Sa maman, en train de préparer des toasts, fut d'abord surprise, puis elle éclata de rire en voyant une carte voler autour de sa tête avant de se poser délicatement dans sa main.
« Oh Eliette, c'est merveilleux ! » s'exclama-t-elle, les yeux pétillants d'émotion.
Chaque carte apportait un message différent : « Merci maman pour tes câlins câlins », « Merci d'être ma meilleure amie », et même « Merci pour les dîners avec des épinards que tu fais semblant d'aimer ! »

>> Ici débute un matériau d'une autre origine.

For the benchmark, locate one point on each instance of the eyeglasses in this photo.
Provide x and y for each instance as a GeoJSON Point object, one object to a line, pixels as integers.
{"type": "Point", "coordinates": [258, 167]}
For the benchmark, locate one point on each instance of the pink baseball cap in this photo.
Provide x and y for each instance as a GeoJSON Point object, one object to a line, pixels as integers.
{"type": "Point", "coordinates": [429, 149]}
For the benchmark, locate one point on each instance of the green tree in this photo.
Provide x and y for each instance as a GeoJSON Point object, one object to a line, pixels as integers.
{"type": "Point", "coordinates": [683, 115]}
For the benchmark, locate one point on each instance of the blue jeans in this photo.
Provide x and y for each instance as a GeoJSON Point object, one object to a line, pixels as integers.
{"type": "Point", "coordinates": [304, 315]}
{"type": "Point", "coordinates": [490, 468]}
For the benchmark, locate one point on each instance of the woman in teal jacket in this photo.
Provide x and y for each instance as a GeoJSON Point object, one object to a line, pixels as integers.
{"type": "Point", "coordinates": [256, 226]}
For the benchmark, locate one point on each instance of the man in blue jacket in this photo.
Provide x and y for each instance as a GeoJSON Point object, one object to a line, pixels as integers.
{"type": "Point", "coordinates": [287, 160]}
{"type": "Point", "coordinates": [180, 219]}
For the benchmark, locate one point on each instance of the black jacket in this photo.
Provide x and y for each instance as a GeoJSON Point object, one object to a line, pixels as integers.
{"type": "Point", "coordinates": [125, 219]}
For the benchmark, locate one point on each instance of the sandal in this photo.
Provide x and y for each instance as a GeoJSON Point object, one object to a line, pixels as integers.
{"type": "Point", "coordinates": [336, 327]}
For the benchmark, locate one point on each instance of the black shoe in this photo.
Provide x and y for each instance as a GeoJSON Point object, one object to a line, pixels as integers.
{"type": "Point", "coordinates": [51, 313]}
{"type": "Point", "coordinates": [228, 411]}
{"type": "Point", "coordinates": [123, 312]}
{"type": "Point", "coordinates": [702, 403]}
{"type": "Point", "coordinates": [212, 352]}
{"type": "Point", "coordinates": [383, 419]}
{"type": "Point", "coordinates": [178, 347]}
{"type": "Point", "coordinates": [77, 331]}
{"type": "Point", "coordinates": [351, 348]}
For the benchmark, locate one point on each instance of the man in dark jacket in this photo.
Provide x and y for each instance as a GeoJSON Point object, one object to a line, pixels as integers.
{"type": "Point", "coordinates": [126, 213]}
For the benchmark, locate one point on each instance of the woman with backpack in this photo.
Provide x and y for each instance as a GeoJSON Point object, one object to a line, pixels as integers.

Bubulle, voisinant par la fenêtre, observait la scène avec un sourire satisfait. « Je savais que les feuilles de l'arbre à souhaits feraient leur effet », murmura-t-il en clignant de l'œil.
Cette scène apporta tant de joie que même les petites fées du jardin, les ailes rutilantes de rosée, se joignirent à la fête en entonnant un joyeux chant enchanteur.
Chapitre 3 : Partage de la magie
Eliette, émerveillée par la réussite de son cadeau, pensa à tous ses proches. Elle se dit que la magie ne devait pas s'arrêter là. Ainsi, avec l'aide de Bubulle, elle confectionna de nouvelles cartes avec les feuilles ensorcelées pour ses grands-mères, son papa, et même pour ses amis.
Chaque carte apportait non seulement des rires mais aussi des moments tendres, comme lorsque sa grand-mère reçut une carte dans laquelle des effluves de lavande s'en échappaient, lui rappelant les fraîches matinées printanières de son enfance.
Quant à son papa, il reçut un message qui transformait chaque mot en une mélodie douce, si bien qu'il se mit à danser autour de la cuisine. Même le chat de la maison, Tigrou, eut droit à un petit poème l'encourageant à moins faire tomber les pots de fleurs.
À la fin de la journée, Eliette et Bubulle s'allongèrent dans le jardin, satisfaits. « La magie des cartes a apporté tant de bonheur », dit Eliette en regardant les étoiles qui commencèrent à étinceler dans le ciel du soir.
« Oui, et le plus important, c'est que tu as montré à tout le monde combien tu les aimes », ajouta Bubulle d'une voix joyeuse.
Eliette comprit alors que le véritable sens de la fête des mères, et même de toutes les autres fêtes, résidait dans ces gestes simples de reconnaissance et d'amour.
Rassasiée de bonheur, elle se blottit contre sa maman sous une couverture, regardant le jardin illuminé par une myriade de lucioles. La fête des mères à Fleuridouce resterait gravée dans sa mémoire comme l'un des jours les plus enchantés de sa vie.